House Bill 2617 would require drug testing for people, both drivers and passengers, involved in serious injury accidents.

Currently, law enforcement officials can order a test if they have reasonable grounds to suspect drug use. Under the proposed law, drug testing would be mandatory, without the need of having a presumption of a drug violation.

Bixby and his wife, Denise, of Tonganoxie, said the law was needed because in their daughter’s case, the man who caused the accident was not tested for drugs. Amanda Bixby was killed Feb. 14, 2007, on U.S. Highway 24-40 just west of Basehor in a collision caused when a vehicle driven by Ricardo Flores, Lansing, ran a stop sign.

Flores eventually pleaded no contest to failure to yield at a stop sign, speeding and driving without a valid license. He was fined and placed on six months’ probation.

Denise Bixby said there are many unanswered questions about the wreck.

“Drug testing could have answered some of our questions,” she said.

Committee Chairman Mike O’Neal, R-Hutchinson, said a change in the law was needed.

“I think we’re on the right track here,” O’Neal said.

He said he hoped the committee could work on the bill in the next couple of weeks. “This is going to take some work,” he said.

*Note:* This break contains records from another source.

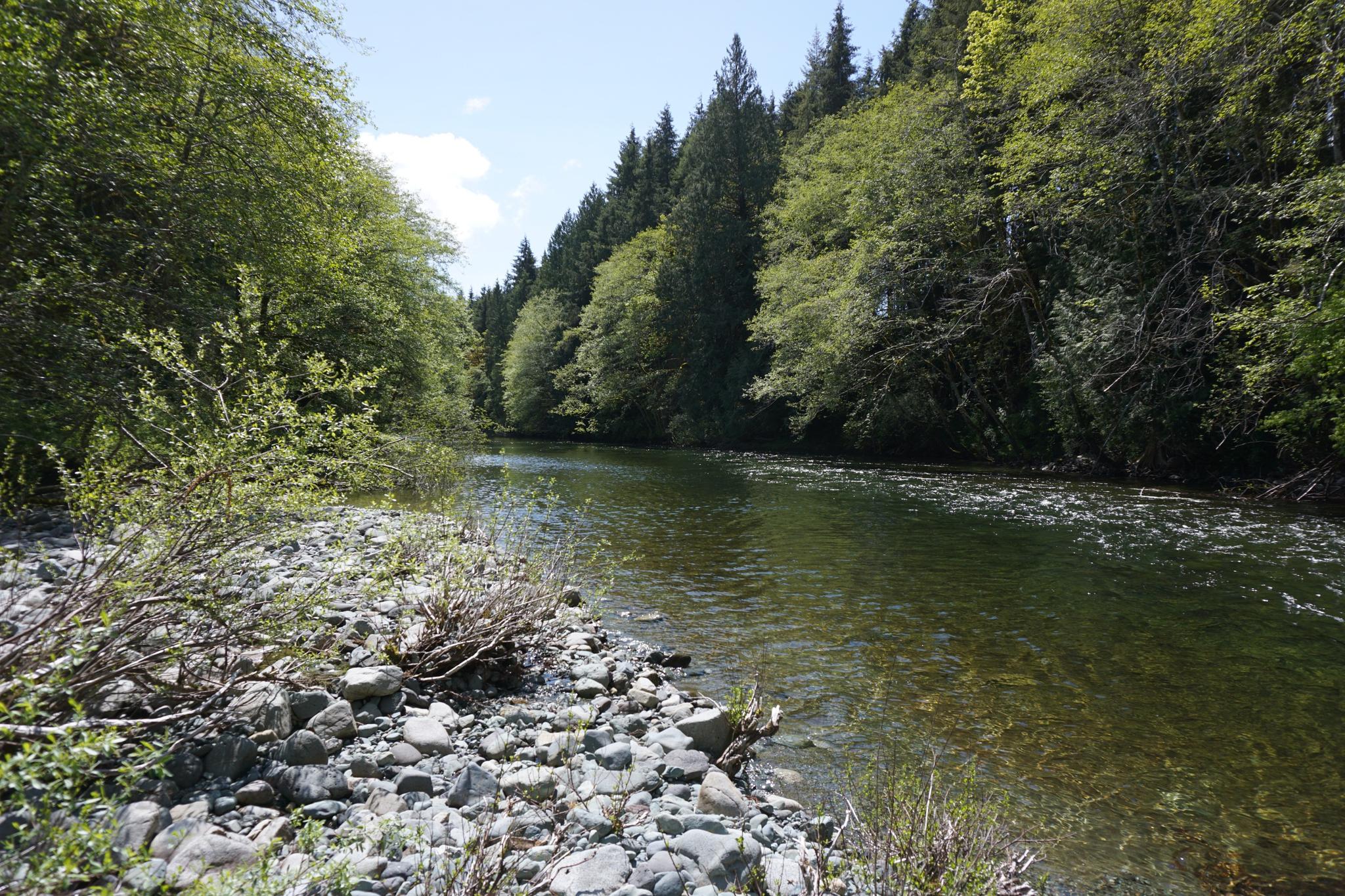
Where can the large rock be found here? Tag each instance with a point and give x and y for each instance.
(592, 872)
(264, 706)
(208, 855)
(588, 688)
(363, 683)
(471, 786)
(185, 769)
(709, 731)
(303, 748)
(382, 802)
(721, 857)
(428, 735)
(305, 704)
(314, 784)
(231, 757)
(533, 782)
(720, 797)
(595, 671)
(413, 781)
(496, 744)
(613, 757)
(337, 720)
(686, 765)
(167, 840)
(783, 876)
(137, 824)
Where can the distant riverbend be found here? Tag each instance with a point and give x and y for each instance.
(1156, 675)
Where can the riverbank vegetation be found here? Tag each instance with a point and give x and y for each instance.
(1030, 232)
(179, 168)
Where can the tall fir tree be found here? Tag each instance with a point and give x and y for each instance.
(728, 168)
(829, 79)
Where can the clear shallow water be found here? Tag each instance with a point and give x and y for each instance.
(1156, 675)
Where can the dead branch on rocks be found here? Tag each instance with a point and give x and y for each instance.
(748, 729)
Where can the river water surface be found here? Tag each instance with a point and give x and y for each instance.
(1157, 676)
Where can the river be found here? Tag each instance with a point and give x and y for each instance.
(1156, 675)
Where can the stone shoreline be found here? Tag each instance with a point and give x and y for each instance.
(591, 773)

The major issue is whether it is constitutional to force someone to submit to a blood or urine test if there is no probable cause to suspect them of a crime.

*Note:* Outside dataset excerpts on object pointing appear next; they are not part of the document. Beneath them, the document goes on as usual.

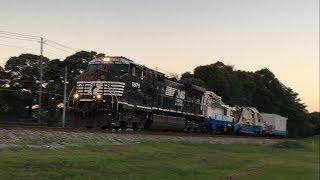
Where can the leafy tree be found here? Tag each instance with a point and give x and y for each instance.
(260, 89)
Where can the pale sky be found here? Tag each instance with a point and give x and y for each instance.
(178, 35)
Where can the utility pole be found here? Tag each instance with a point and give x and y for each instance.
(64, 97)
(41, 80)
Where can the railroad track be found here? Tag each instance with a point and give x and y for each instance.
(144, 132)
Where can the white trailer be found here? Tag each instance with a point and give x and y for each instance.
(274, 124)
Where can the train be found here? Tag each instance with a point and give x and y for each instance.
(117, 93)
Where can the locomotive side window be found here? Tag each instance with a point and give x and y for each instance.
(118, 69)
(136, 71)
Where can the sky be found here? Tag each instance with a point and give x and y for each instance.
(178, 35)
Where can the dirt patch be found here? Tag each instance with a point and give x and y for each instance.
(245, 172)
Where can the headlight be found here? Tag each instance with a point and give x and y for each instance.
(76, 96)
(98, 96)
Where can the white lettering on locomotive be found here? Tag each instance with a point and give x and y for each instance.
(180, 95)
(136, 85)
(100, 87)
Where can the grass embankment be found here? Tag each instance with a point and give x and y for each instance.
(165, 160)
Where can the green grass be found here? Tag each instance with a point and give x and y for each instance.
(165, 160)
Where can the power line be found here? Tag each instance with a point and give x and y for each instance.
(19, 38)
(19, 34)
(67, 47)
(67, 51)
(21, 47)
(45, 92)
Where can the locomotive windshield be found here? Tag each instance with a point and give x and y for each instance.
(112, 69)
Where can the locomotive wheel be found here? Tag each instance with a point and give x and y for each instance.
(134, 126)
(123, 125)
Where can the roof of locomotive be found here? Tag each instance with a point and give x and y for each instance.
(124, 60)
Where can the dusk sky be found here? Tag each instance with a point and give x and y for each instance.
(178, 35)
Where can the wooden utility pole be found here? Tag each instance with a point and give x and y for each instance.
(41, 80)
(64, 97)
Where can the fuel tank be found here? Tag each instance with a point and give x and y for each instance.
(163, 122)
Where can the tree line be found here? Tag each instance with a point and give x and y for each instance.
(19, 82)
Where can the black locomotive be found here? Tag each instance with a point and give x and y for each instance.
(117, 93)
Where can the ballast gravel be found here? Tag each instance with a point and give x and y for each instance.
(60, 139)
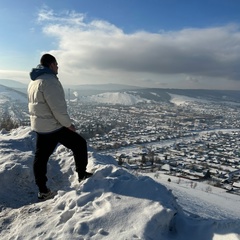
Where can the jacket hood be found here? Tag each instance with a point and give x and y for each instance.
(38, 71)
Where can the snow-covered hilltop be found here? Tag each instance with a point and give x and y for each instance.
(113, 204)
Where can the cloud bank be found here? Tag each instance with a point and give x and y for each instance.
(97, 51)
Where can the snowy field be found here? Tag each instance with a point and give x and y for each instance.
(113, 204)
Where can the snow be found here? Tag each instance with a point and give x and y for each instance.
(183, 100)
(115, 203)
(122, 98)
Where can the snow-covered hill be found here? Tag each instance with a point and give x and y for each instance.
(114, 203)
(122, 98)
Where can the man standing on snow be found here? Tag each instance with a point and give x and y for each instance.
(50, 120)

Ed Klump, speaking for the Kansas Association of Chiefs of Police, said the group supported the measure, but there were many parts of it that needed additional changes.

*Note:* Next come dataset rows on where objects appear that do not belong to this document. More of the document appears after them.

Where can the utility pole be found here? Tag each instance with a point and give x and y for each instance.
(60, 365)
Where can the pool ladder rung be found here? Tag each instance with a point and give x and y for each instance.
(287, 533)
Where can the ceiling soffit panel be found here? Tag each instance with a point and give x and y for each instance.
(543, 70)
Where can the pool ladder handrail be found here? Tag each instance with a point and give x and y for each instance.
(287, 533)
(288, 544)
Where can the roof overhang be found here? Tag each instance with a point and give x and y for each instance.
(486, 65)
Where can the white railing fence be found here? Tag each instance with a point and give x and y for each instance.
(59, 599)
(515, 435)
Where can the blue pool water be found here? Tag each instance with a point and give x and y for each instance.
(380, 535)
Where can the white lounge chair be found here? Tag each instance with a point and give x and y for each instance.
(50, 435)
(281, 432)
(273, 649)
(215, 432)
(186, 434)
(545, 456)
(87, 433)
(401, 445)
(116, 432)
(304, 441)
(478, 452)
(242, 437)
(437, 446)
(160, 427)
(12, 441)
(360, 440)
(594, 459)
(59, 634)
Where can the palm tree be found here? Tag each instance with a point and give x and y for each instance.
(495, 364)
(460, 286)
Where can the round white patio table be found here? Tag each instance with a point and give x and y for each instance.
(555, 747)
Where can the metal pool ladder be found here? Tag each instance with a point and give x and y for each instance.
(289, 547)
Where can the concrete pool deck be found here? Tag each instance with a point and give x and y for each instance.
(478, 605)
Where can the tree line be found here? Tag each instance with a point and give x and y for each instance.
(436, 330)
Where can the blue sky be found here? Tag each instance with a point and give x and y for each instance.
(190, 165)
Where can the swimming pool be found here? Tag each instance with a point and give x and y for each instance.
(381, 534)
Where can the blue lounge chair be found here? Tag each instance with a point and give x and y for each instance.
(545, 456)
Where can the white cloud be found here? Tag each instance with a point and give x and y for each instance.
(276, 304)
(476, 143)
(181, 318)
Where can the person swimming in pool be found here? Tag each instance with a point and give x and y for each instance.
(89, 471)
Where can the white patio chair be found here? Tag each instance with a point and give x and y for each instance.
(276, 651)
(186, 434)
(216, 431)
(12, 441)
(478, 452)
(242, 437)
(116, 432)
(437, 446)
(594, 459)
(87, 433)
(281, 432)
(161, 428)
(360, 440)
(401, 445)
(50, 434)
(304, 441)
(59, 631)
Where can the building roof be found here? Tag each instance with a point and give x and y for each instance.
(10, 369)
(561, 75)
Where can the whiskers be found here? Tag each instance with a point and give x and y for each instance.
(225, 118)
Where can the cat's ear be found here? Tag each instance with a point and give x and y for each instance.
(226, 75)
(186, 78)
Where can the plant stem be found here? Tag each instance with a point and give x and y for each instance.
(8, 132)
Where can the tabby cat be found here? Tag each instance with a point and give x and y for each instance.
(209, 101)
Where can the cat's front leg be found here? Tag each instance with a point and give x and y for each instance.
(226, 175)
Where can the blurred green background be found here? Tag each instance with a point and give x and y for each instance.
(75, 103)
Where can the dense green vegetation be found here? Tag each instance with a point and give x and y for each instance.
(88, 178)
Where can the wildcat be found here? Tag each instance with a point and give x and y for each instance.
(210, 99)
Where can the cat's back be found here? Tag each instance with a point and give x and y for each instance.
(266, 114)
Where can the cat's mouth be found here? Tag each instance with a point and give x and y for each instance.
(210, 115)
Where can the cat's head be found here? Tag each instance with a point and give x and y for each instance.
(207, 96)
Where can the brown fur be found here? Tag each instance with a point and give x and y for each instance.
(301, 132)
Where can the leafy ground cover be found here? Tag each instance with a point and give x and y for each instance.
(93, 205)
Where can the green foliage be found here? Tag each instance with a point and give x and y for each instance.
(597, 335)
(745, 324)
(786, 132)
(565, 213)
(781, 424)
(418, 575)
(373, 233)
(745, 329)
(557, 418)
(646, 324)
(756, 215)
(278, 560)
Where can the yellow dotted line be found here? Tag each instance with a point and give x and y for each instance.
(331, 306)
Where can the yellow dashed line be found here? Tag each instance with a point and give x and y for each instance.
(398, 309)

One of those, he said, is that the definition of “serious injury” must be nailed down so law officers aren’t ordering drug tests in simple fender benders where someone may want to be transported to the hospital as a safety precaution.

State Rep. Kenny Wilk, R-Lansing, and state Sen. Roger Pine, R-Lawrence, appeared on behalf of the Bixbys.

Wilk said that currently there are too many obstacles blocking drug testing at accidents.

“The balance is tipped the wrong way now,” Wilk said.